Nisan 2016

27 Nisan 2016 Çarşamba

Gordion 1.Bölüm


Allah kahretsin diyerek yere düştü.Bunu yapması gerçekten zordu.Bir insan bunu nasıl yapabiliyorduki?Hemde günlerce hala akıl sır erdiremiyordu. Kafası düşmenin etkisiyle hafiften sızlamıştı.Kulaklarında bir süredir ufak bir tınlama vardı.
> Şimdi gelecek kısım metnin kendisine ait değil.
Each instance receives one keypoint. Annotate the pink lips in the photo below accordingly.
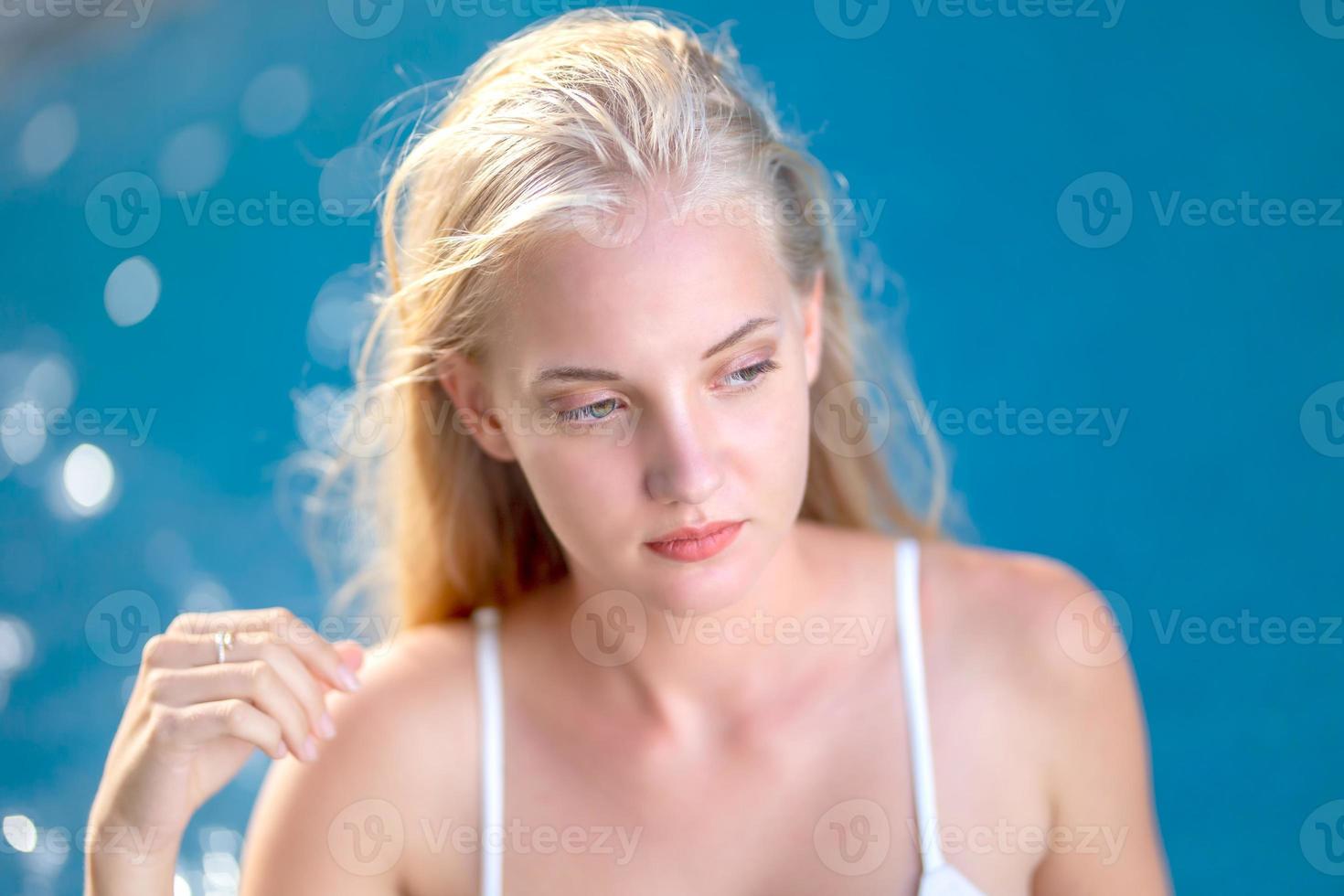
(697, 543)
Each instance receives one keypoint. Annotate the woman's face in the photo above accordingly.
(654, 386)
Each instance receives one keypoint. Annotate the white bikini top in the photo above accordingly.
(937, 878)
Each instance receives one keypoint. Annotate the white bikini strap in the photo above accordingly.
(491, 690)
(917, 703)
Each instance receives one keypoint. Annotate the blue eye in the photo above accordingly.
(595, 411)
(757, 372)
(748, 378)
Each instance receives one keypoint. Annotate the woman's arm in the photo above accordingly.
(362, 819)
(1108, 838)
(199, 709)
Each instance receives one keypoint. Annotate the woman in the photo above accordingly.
(664, 623)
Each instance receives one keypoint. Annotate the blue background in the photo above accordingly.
(1215, 500)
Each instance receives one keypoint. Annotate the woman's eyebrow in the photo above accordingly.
(571, 374)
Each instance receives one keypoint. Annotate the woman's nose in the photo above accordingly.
(686, 466)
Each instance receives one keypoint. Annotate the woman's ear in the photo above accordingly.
(814, 317)
(465, 384)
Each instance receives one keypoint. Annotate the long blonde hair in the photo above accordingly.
(577, 114)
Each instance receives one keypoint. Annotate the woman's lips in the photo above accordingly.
(699, 549)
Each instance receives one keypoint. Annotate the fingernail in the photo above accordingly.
(347, 678)
(325, 727)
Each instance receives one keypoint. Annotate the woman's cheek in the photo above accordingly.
(578, 483)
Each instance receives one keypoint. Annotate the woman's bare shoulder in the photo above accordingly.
(368, 816)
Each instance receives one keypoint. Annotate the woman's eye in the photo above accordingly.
(743, 379)
(750, 377)
(594, 411)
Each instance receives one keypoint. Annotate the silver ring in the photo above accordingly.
(223, 643)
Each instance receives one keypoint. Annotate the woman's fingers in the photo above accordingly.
(256, 681)
(191, 643)
(186, 727)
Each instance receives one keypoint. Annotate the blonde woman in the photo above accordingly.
(664, 624)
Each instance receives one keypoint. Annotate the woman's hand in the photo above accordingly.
(192, 721)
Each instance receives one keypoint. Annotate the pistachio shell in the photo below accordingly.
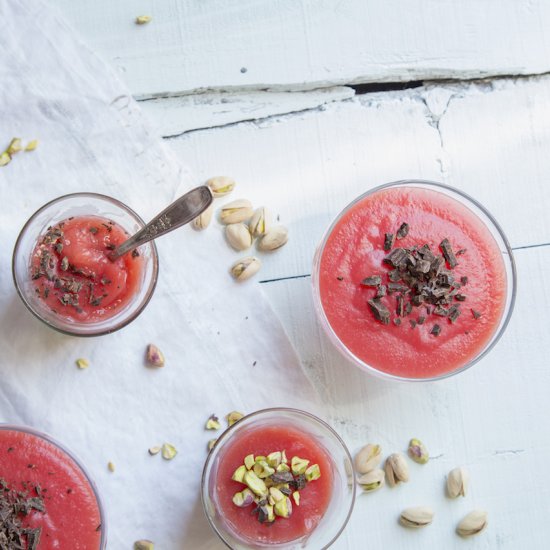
(472, 524)
(245, 268)
(238, 236)
(371, 481)
(457, 482)
(275, 238)
(260, 223)
(419, 516)
(397, 469)
(368, 458)
(202, 221)
(236, 211)
(221, 185)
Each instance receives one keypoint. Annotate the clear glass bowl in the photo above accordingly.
(77, 462)
(343, 491)
(492, 226)
(82, 204)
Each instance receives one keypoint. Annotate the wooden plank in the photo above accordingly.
(286, 44)
(486, 421)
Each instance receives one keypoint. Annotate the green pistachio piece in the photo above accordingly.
(254, 483)
(238, 474)
(274, 459)
(299, 465)
(313, 472)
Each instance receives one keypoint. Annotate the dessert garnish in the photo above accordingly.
(270, 482)
(419, 277)
(15, 505)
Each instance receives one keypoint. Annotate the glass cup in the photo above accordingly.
(343, 488)
(62, 208)
(72, 458)
(495, 231)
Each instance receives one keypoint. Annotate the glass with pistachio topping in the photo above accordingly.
(278, 478)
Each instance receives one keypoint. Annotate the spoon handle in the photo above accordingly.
(180, 212)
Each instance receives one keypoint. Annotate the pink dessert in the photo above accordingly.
(60, 507)
(412, 282)
(72, 272)
(305, 482)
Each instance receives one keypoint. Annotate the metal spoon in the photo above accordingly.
(180, 212)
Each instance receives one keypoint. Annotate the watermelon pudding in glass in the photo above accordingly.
(47, 500)
(278, 478)
(63, 272)
(414, 280)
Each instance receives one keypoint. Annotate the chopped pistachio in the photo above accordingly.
(244, 498)
(299, 465)
(238, 474)
(249, 462)
(32, 145)
(143, 19)
(4, 158)
(213, 423)
(155, 358)
(82, 363)
(233, 417)
(168, 451)
(14, 146)
(283, 508)
(313, 472)
(274, 459)
(255, 484)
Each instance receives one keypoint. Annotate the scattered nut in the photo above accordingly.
(143, 19)
(82, 363)
(245, 268)
(457, 482)
(154, 356)
(368, 458)
(260, 223)
(472, 524)
(202, 221)
(236, 212)
(213, 423)
(397, 469)
(221, 185)
(238, 236)
(274, 238)
(168, 451)
(418, 452)
(416, 517)
(233, 417)
(372, 480)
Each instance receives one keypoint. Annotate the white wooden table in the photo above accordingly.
(308, 103)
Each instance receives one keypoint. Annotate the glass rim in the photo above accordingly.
(6, 426)
(224, 437)
(334, 338)
(123, 321)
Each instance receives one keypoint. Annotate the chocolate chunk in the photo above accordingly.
(389, 240)
(379, 310)
(403, 231)
(373, 280)
(448, 253)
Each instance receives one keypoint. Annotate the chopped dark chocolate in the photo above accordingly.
(448, 253)
(403, 231)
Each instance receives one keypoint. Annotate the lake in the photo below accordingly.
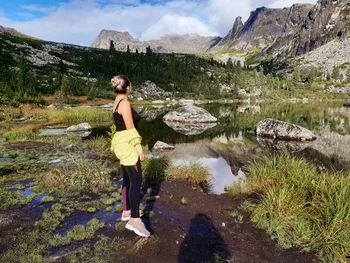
(225, 148)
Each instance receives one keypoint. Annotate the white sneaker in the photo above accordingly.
(138, 227)
(126, 215)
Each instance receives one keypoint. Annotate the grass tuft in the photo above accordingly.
(301, 207)
(194, 172)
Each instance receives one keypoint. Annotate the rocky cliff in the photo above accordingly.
(13, 32)
(189, 43)
(326, 21)
(264, 26)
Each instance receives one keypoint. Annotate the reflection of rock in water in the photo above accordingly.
(151, 114)
(333, 144)
(276, 129)
(277, 146)
(188, 128)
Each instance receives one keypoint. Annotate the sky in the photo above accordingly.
(80, 21)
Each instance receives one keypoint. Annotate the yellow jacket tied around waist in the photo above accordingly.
(126, 145)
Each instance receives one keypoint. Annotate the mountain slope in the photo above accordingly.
(189, 43)
(263, 27)
(13, 32)
(327, 20)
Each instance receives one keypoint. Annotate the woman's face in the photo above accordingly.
(129, 89)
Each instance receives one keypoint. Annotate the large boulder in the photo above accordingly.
(276, 129)
(190, 128)
(80, 127)
(189, 114)
(162, 146)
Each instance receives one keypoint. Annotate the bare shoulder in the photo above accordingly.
(124, 105)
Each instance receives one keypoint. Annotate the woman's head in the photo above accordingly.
(120, 84)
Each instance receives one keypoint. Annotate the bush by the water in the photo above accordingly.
(300, 207)
(193, 172)
(154, 169)
(80, 115)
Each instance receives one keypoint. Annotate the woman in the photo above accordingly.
(126, 144)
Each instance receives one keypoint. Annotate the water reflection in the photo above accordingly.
(189, 128)
(233, 137)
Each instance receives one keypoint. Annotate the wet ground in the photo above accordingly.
(204, 231)
(201, 229)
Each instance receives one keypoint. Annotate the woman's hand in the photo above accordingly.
(142, 157)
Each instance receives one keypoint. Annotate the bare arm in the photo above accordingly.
(125, 110)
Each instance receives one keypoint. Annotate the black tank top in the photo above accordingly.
(118, 118)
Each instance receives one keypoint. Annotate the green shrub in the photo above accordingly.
(20, 136)
(154, 169)
(299, 206)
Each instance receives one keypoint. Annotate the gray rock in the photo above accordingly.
(162, 146)
(150, 114)
(188, 43)
(276, 129)
(80, 127)
(158, 102)
(190, 114)
(149, 88)
(264, 26)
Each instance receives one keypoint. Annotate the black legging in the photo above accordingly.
(132, 180)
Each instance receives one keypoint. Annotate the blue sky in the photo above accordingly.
(80, 21)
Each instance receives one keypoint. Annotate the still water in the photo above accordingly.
(230, 144)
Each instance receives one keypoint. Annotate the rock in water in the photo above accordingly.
(80, 127)
(162, 146)
(189, 114)
(190, 128)
(276, 129)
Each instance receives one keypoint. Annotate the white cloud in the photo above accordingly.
(172, 24)
(80, 21)
(38, 8)
(288, 3)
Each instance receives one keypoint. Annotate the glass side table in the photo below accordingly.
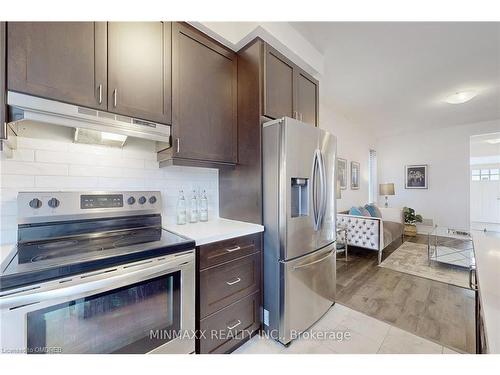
(450, 246)
(341, 244)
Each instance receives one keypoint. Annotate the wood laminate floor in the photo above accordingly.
(430, 309)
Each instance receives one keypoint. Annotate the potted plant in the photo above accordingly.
(411, 219)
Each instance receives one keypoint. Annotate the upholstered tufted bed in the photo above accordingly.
(372, 233)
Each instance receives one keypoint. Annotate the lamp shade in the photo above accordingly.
(386, 189)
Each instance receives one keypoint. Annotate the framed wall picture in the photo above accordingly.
(416, 176)
(342, 173)
(355, 175)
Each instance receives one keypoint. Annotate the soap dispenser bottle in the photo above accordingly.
(181, 209)
(204, 207)
(193, 217)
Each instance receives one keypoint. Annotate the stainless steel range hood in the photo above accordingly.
(27, 107)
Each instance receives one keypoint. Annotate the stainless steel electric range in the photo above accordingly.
(94, 272)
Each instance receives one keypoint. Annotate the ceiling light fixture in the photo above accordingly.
(460, 97)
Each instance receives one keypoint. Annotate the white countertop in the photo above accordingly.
(214, 230)
(487, 254)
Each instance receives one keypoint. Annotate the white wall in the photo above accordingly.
(446, 151)
(46, 159)
(353, 144)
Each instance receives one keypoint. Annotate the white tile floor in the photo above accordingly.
(367, 336)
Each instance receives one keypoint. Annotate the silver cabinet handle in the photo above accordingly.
(236, 325)
(100, 94)
(233, 282)
(323, 199)
(472, 276)
(314, 262)
(231, 249)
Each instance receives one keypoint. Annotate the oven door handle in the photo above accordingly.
(97, 282)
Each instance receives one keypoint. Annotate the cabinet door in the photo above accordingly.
(139, 70)
(64, 61)
(278, 85)
(204, 75)
(307, 98)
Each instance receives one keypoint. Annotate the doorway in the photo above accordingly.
(485, 182)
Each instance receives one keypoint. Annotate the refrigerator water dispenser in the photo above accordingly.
(299, 197)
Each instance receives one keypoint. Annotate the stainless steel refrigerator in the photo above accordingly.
(299, 219)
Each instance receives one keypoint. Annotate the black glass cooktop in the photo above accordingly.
(30, 252)
(32, 262)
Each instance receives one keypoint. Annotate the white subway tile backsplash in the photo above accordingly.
(23, 154)
(66, 182)
(44, 165)
(121, 183)
(121, 162)
(93, 171)
(16, 181)
(30, 168)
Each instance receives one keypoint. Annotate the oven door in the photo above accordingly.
(143, 307)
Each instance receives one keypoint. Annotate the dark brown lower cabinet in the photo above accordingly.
(229, 298)
(230, 327)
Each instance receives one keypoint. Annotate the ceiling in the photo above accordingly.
(393, 77)
(480, 147)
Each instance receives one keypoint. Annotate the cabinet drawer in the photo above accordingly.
(222, 285)
(227, 328)
(224, 251)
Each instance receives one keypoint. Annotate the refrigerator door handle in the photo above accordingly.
(315, 168)
(314, 262)
(323, 187)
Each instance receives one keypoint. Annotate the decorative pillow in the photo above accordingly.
(364, 211)
(355, 211)
(373, 210)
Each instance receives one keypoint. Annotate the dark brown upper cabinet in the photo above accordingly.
(204, 98)
(279, 85)
(139, 70)
(288, 90)
(307, 98)
(64, 61)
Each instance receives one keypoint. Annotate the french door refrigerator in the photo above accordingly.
(299, 219)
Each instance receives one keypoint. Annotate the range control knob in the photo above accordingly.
(35, 203)
(54, 202)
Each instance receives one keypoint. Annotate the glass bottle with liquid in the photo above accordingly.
(181, 209)
(204, 207)
(193, 210)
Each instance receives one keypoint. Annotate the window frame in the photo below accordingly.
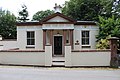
(85, 44)
(31, 37)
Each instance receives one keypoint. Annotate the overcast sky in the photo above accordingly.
(33, 6)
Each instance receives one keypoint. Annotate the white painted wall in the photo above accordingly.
(29, 57)
(23, 58)
(77, 35)
(86, 58)
(22, 36)
(8, 44)
(90, 58)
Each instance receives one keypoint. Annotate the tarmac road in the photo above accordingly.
(39, 73)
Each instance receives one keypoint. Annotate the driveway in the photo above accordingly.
(39, 73)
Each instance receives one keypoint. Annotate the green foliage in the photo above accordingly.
(7, 25)
(41, 14)
(83, 9)
(23, 14)
(90, 9)
(108, 26)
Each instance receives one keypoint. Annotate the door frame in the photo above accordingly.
(62, 47)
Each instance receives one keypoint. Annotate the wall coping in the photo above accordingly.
(107, 50)
(22, 50)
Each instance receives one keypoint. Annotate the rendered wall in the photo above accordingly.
(22, 58)
(86, 58)
(27, 57)
(8, 44)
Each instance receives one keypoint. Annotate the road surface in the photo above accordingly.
(39, 73)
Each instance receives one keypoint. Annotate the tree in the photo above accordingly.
(41, 14)
(116, 9)
(83, 9)
(7, 25)
(91, 9)
(23, 14)
(108, 27)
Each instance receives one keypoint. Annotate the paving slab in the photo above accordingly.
(57, 73)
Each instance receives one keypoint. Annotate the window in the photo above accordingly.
(85, 37)
(30, 38)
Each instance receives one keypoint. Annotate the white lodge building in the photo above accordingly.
(57, 30)
(56, 36)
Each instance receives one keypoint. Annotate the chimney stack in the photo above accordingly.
(57, 8)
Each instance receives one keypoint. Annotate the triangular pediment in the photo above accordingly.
(57, 17)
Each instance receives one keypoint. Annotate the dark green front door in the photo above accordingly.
(57, 45)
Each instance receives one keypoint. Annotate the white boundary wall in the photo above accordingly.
(27, 57)
(86, 58)
(8, 44)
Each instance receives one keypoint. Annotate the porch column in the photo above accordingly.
(64, 34)
(51, 37)
(44, 38)
(71, 38)
(113, 47)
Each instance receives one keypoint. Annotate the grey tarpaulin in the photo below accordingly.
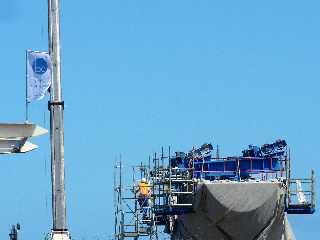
(226, 210)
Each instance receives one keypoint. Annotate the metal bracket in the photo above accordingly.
(55, 104)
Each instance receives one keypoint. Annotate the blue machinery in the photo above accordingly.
(173, 186)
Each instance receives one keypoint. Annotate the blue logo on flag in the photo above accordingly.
(39, 66)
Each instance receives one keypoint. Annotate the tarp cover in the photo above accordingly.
(236, 211)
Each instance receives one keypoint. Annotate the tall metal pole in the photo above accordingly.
(56, 107)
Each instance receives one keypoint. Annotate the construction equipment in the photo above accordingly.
(179, 182)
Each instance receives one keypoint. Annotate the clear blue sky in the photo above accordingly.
(141, 74)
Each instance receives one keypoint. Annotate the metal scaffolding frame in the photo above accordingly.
(173, 190)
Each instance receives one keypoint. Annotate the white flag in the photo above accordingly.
(39, 69)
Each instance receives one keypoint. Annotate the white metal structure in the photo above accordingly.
(14, 136)
(56, 107)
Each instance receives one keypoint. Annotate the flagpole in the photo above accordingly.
(27, 105)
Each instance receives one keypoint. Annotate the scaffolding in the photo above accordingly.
(173, 185)
(172, 192)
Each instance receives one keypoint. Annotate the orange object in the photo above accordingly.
(144, 189)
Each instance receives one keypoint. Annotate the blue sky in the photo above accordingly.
(138, 75)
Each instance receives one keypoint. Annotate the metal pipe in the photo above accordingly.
(56, 120)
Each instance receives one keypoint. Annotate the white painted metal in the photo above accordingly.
(56, 125)
(60, 235)
(14, 136)
(20, 130)
(301, 197)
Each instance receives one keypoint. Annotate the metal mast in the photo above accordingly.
(56, 107)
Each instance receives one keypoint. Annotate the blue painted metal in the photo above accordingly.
(300, 209)
(253, 161)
"Ne o şimdiden düştün mü?Seni kahrolası velet."diye seslendi .Kıpçak bu adamdan nefret ediyordu.Özelliklede suratını ne zaman görse ufak bir mide bulantısı meydana geliyordu.Sonrasında ne yüzüne bakabiliyordu,ne de onunla konuşabiliyordu.

"Hmmp,Seni yaşlı ihtiyar! Bu kadar zor birşeyi saatlerce yapmamı nasıl beklersin?Ne kadar zor olduğunu görmüyor musun?''dediği an arkasından şaplağı yedi ve yediği yer anında kızardı. Bu Yavaşça onun daha da inatlaşarak sinirlenip, gücünü yenilemesine imkan sağlıyordu.

"Tekrar dene. Bu sefer 5 saat durmanı istiyorum.Bunu yaptığın zaman eğitimin bitmiştir.'' diyerek eski pozisyonuna geri döndü ve hafifçe gözlerini kapadı.

Aslında bu pozisyon basit bir savaş gücü yenileme pozisyonuydu.Eller bel hizasında yumruk yapılır,bacaklar omuz hizasında hafif kırık bir şekilde açılır ve derin nefesler eşliğinde gözler kapatılır.Vücudun içinde ki enerjisine odaklanılıyordu.Bu sayede başta bütün enerjini doğaya salar, sonrasında daha güçlü bir şekilde doğadan bedenine enerji çeker ve çakranı doldururdun.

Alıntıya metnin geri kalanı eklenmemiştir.